Je vous propose ici un paragraphe de l’historien (militaire volontaire dans les rangs franquistes) Salas Larrazábal[ix], qui illustre mes propos :
«Au cours des mois de septembre et d’octobre, les forces aériennes soutenant les troupes de Mola ont également augmenté considérablement. Entre août et septembre, 21 chasseurs Fiat arrivent dans la zone nationale : aux six He-51 s’ajoutent dix autres reçus en septembre, formant trois escadrilles. Ces escadrilles ont matériellement balayé du ciel les Nieuport gouvernementaux et même les Dewoitine… En bombardement, la fin du pont aérien laisse les Ju-52 libres et cinq escadrilles sont formées, trois avec des équipages espagnols et deux avec du personnel allemand… Il y a aussi un groupe de S-81 et les groupes de coopération He-46 et Ro-37. Au total une centaine d’appareils en vol qui acquirent la supériorité aérienne, malgré Potez et Dewoitine. Cette supériorité aérienne a été obtenue par les nationaux à la mi-septembre et maintenue jusqu’à l’arrivée de matériel russe, supérieur en nombre et en qualité».
Ainsi, tandis que le flux d’avions vers les rebelles s’accroît, la République doit faire face à la bataille avec les vieux appareils qu’elle possède déjà dans les aérodromes restés de son côté et les quelques-uns arrivés de France avant le 8 août[x].
Malgré tout, l’escadrille qu’André Malraux réussit à amener en Espagne et à maintenir au combat pendant quelque sept mois n’est pas du goût de tout le monde. En particulier, le chef de l’aviation de la République, Ignacio Hidalgo de Cisneros[xi] :
«Quant au groupe d’aviateurs venus avec Malraux (qui n’a pas compris qu’on ne peut pas jouer aux aviateurs sans l’être, et encore moins dans une guerre) … à l’exception de trois ou quatre qui étaient vraiment antifascistes … les autres étaient des aventuriers qui se moquaient de notre combat. C’étaient de véritables mercenaires, attirés par le salaire mirobolant qu’on leur versait, qui, pendant leur séjour dans notre pays, n’ont jamais rien fait d’utile et nous ont plutôt donné beaucoup de maux de tête».

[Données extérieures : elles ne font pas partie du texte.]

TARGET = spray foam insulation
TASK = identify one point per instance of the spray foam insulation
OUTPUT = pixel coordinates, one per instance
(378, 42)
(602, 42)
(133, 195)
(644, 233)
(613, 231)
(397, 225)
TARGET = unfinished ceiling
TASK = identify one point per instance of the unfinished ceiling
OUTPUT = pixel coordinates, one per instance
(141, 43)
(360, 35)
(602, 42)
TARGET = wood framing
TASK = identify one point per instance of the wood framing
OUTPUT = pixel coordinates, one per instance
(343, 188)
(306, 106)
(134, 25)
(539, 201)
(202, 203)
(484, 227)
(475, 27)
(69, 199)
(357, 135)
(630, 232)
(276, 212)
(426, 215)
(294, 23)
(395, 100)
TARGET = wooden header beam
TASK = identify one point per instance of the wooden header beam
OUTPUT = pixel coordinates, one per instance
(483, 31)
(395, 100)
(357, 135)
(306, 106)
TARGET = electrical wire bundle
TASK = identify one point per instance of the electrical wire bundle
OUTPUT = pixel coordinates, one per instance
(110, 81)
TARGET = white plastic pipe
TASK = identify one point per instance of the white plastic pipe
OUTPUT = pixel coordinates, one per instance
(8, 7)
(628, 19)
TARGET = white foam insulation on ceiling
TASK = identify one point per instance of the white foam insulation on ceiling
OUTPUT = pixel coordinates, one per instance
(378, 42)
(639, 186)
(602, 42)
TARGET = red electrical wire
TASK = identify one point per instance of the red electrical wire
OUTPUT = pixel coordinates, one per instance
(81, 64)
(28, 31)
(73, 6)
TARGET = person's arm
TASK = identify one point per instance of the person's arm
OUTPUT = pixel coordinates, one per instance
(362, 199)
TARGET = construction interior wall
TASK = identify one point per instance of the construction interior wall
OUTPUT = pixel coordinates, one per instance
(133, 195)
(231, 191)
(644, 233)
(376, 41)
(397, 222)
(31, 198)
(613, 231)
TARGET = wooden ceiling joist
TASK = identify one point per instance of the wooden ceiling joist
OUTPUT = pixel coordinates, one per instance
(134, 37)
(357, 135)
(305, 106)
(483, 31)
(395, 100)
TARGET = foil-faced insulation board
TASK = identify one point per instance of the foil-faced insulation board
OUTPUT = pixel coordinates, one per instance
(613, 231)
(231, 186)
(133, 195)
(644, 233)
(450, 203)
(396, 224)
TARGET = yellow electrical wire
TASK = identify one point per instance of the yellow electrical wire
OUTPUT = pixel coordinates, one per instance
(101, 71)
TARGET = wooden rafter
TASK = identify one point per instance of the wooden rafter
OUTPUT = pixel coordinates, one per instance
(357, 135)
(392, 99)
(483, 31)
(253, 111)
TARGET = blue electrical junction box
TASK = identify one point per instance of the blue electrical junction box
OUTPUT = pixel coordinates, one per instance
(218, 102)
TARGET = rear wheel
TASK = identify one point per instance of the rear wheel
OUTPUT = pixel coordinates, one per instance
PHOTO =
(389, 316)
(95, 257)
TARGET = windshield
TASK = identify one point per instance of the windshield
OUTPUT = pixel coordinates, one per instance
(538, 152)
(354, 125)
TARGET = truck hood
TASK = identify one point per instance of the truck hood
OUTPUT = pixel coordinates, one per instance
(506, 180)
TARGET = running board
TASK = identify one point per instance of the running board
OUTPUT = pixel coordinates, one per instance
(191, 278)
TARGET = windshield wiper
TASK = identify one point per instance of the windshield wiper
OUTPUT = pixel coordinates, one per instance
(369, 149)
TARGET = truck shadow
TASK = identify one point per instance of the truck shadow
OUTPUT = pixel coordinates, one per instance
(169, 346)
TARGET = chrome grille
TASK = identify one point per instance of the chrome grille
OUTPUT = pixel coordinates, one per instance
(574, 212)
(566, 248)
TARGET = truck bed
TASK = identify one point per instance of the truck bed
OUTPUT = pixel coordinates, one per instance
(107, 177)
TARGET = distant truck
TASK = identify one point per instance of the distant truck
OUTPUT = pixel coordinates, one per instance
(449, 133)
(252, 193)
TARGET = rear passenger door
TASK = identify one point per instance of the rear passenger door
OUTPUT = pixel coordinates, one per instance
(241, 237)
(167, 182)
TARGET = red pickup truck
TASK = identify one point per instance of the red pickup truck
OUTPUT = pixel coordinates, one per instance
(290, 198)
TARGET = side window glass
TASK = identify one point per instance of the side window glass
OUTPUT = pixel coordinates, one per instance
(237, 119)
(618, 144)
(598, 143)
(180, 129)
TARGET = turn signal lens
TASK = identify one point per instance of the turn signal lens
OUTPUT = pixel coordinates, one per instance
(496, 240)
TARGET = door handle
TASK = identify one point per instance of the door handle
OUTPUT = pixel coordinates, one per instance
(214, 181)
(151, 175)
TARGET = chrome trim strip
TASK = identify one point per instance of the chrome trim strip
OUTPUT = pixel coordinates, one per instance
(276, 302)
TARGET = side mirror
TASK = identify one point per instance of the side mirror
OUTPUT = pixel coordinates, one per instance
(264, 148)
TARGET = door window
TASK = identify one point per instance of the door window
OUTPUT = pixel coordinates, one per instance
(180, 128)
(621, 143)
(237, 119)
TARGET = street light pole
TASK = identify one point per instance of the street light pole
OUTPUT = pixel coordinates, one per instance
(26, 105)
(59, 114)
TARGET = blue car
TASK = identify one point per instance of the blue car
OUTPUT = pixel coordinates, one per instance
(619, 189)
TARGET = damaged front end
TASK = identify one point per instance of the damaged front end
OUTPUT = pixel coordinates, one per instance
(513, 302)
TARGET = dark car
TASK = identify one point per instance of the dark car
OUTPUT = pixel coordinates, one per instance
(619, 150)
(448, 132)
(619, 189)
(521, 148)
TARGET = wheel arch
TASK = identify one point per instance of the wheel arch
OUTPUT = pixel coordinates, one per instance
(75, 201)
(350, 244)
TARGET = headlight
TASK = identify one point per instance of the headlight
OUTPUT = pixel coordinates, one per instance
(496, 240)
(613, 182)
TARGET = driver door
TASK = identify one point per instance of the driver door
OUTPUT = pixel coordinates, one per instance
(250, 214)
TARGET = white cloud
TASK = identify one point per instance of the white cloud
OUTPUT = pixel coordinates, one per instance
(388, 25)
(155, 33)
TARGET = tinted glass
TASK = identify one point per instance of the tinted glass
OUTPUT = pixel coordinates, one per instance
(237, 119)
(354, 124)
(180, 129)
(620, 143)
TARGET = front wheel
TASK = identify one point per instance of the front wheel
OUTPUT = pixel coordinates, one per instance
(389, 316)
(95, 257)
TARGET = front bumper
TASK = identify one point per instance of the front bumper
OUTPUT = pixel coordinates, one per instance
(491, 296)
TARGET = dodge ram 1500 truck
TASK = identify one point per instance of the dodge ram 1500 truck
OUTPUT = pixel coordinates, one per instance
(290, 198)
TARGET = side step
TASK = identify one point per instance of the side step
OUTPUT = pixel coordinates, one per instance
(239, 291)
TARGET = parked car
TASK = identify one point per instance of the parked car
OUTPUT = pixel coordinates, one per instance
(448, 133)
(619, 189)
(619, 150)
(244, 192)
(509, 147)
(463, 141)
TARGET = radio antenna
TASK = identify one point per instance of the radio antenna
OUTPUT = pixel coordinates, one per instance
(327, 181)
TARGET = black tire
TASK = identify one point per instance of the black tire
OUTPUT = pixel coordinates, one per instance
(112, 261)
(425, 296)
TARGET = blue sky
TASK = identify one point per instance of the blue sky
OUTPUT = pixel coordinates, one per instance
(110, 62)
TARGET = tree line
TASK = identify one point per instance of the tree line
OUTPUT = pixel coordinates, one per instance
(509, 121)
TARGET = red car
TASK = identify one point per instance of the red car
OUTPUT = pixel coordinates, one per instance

Il faut cependant noter que Malraux lui-même a réussi à remplacer la quasi-totalité des mercenaires (engagés en raison de la précipitation de l’opération d’acheminement du matériel en Espagne) par des volontaires après son séjour à Albacete début novembre, ce qu’Hidalgo ne semble pas rappeler dans ses mémoires.
On peut comprendre le peu d’estime qu’un officier de carrière d’idéologie communiste avait pour un groupe hétérogène et turbulent qui, de surcroît, ne suivait pas toujours les instructions reçues de manière disciplinée. Mais il est vrai aussi qu’ils auraient peut-être pu faire plus avec une meilleure coordination, surtout avant l’arrivée du matériel et des aviateurs russes.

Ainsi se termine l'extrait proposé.